The paper’s core claim is a method shift from holistic LLM-as-a-judge outputs to fragment-level functional analysis. Evidence includes a technical evaluation and a within-subjects practitioner study (N=10), with the study reporting improved detection of evaluation misalignments. The limitations explicitly note that fragment-level focus may miss overall quality and does not model function priority.

“ We propose functional fragmentation , a method that dissects each output into key fragments and interprets the rhetoric functions that each fragment serves relative to evaluation criteria—surfacing the elements of interest and revealing how they fulfill or hinder user goal”

actual novelty · Abstract + Introduction (functional fragmentation definition) · confidence 0.78

“ Instead of visualizing entire outputs, we extract fragment-level functions from multiple outputs for each criterion and then visualize the space of functions for each criterion—supporting exploration of fine-grained model behaviors within dimensions of interest”

departure from common sense · Abstract/Introduction + functional fragmentation framing · confidence 0.72

“ 2016. "Why should i trust you?" Explaining the predictions of any classifier.

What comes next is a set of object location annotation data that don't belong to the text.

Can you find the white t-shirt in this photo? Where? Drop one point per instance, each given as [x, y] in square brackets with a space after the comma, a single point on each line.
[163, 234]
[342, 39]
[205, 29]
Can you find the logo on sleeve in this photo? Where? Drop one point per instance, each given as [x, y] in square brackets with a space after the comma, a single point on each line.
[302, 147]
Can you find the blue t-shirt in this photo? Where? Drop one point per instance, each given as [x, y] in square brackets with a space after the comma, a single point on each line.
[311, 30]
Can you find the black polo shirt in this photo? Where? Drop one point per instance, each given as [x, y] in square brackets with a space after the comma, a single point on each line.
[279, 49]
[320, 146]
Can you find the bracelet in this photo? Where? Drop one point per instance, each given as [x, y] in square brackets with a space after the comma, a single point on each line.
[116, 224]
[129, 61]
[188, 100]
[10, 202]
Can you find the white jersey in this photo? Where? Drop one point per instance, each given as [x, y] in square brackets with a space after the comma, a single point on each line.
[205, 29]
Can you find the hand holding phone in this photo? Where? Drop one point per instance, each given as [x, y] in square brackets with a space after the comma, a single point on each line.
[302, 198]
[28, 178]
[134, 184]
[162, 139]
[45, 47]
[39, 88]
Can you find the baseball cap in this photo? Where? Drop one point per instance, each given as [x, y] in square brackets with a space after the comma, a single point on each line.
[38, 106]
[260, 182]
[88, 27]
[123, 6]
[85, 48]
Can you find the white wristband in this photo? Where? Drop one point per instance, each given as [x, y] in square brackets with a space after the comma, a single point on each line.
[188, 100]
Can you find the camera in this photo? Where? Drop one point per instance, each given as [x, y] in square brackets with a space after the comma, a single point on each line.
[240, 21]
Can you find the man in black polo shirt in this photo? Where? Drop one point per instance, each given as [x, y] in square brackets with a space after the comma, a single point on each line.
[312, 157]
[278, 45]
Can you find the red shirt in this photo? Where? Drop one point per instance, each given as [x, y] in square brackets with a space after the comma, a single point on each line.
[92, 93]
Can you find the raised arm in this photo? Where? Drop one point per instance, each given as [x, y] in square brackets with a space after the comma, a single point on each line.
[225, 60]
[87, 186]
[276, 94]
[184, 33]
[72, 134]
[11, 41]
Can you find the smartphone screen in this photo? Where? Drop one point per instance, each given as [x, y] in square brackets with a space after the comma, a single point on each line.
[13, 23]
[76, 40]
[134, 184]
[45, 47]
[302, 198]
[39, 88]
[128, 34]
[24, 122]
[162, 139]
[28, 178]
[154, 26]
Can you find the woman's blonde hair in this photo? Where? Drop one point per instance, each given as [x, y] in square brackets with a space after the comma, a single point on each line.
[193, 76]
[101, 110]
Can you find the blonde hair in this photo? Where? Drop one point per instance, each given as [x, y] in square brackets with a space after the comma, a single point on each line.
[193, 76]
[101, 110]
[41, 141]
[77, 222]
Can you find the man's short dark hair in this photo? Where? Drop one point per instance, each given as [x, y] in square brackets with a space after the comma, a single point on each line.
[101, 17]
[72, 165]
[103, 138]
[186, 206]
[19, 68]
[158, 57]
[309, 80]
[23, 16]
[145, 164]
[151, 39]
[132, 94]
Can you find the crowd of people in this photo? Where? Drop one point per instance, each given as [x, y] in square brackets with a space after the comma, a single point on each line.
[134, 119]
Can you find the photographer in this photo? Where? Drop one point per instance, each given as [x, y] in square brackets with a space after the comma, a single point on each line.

In Proceedings of the 22nd ACM SIGKDD international conference on knowledge discovery and data mining”

limitation · 8.5 Limitations · confidence 0.86

“ To understand how users analyze models and validate evaluations with Evalet , we conducted a within-subjects study with practitioners (N=10) comparing Evalet against a baseline that only provides holistic scores and justifications, like existing LLM-based evaluation”

validation scope · Technical Evaluation (5) + User Study (6) + datasets/tasks · confidence 0.70

Limits

Method limits

The method may fail to represent overall output quality, and it does not account for the relative importance of fragment-level functions. Its effectiveness also depends on reliably surfacing all key fragments; missed fragments weaken the analysis.

Deployment limits

Evalet is most suitable where outputs can be meaningfully decomposed into criterion-relevant fragments and where practitioners can inspect fragment-level functions. It is less suitable when judgments depend on holistic qualities or when fragment extraction is incomplete.

Boundary conditions

The approach depends on the evaluator surfacing the right fragments and on tasks where fragment-level rhetoric can be mapped to evaluation criteria. If fragments are missing or if overall quality is the main concern, the method’s value drops.

Position in field

This work positions itself as a critique of holistic LLM-as-a-judge evaluation and as a practical alternative for qualitative, fine-grained inspection of model outputs. It contributes a system and method for making judge rationales more inspectable and actionable.

Abstract

Practitioners increasingly rely on Large Language Models (LLMs) to evaluate generative AI outputs through "LLM-as-a-Judge" approaches. However, these methods produce holistic scores that obscure which specific elements influenced the assessments. We propose functional fragmentation, a method that dissects each output into key fragments and interprets the rhetoric functions that each fragment serves relative to evaluation criteria—surfacing the elements of interest and revealing how they fulfill or hinder user goals. We instantiate this approach in Evalet, an interactive system that visualizes fragment-level functions across many outputs to support inspection, rating, and comparison of evaluations. A user study (N=10) found that, while practitioners struggled to validate holistic scores, our approach helped them identify 48% more evaluation misalignments. This helped them calibrate trust in LLM evaluations and rely on them to find more actionable issues in model outputs. Our work shifts LLM evaluation from quantitative scores toward qualitative, fine-grained analysis of model behavior.